Por: Claudia Alarcón
Ilustración: Patricio Betteo, cortesía de Nexos
Las sanguinarias imágenes que, voluntaria o involuntariamente, consumimos en las redes sociales, en televisión, en los puestos de revistas, de seres humanos (padres, madres, hijos, hermanas, amigos, compañeras de trabajo) que han sido cruel y brutalmente asesinadas nos condenan a vivir emocionalmente en una habitación oscura en donde parece imposible encontrar la salida. Y es que donde algunas personas ven “normalización de la violencia”, otras vemos una petrificada indiferencia por la vida humana.

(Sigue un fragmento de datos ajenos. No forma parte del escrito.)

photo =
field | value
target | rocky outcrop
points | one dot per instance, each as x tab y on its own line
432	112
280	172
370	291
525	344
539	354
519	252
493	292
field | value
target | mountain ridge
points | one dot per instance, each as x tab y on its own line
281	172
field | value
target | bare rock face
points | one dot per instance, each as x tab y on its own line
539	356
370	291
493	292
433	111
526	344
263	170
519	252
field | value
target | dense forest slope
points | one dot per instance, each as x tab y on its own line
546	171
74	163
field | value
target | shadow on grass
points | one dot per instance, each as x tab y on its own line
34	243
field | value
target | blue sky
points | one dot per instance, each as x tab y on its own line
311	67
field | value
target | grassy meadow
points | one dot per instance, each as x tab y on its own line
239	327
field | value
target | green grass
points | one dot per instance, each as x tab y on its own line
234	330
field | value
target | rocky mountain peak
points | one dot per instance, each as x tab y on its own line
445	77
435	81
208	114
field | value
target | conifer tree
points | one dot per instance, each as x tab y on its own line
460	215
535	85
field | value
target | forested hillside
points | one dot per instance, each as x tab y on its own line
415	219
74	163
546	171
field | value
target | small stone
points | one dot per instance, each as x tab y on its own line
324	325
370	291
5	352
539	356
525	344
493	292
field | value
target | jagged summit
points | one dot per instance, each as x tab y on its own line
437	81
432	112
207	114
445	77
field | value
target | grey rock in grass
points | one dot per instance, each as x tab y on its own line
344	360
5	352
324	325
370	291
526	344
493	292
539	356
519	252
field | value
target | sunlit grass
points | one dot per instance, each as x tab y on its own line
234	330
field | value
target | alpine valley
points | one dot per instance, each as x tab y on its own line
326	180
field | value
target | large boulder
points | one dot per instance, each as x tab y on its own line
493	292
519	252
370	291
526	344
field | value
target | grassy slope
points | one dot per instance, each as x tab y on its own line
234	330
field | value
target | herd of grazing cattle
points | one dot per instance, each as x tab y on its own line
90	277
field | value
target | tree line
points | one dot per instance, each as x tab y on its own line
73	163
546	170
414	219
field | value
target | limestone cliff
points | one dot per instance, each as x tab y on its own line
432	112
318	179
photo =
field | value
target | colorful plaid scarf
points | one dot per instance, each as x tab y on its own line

Y en medio de toda esta tragedia nacional, aparece la apuesta de los cínicos: “Sólo así sabremos en qué sociedad vivimos y tomaremos consciencia de ello”. ¿En verdad, sólo así lo sabremos?, ¿existe alguna superficie del país que esté libre de vivir bajo la amenaza de todas esas violencias? México es un país históricamente desigual, racista, clasista y pobre. Artistas, periodistas, cronistas, turistas y fotógrafos han dado cuenta de esta realidad histórica ya sea mediante la folclorización, la denuncia, la romantización o la disidencia estética. Nos hemos permitido, incluso, que la pobreza adorne nuestros espacios, caminamos por ella entre las calles, la padecemos de manera directa o indirecta, es la columna vertebral de los espacios públicos. ¿Acaso eso nos ha hecho una sociedad más consciente de todas estas realidades? Y lo que es más, ¿esto ha motivado un cambio significativo más allá de servir de contenido para los discursos de políticos en campaña? Si uno ve objetivamente la realidad social y política en que ha vivido cada región del país en los últimos 200 años, no deberían sorprendernos los niveles de violencia que hemos alcanzado.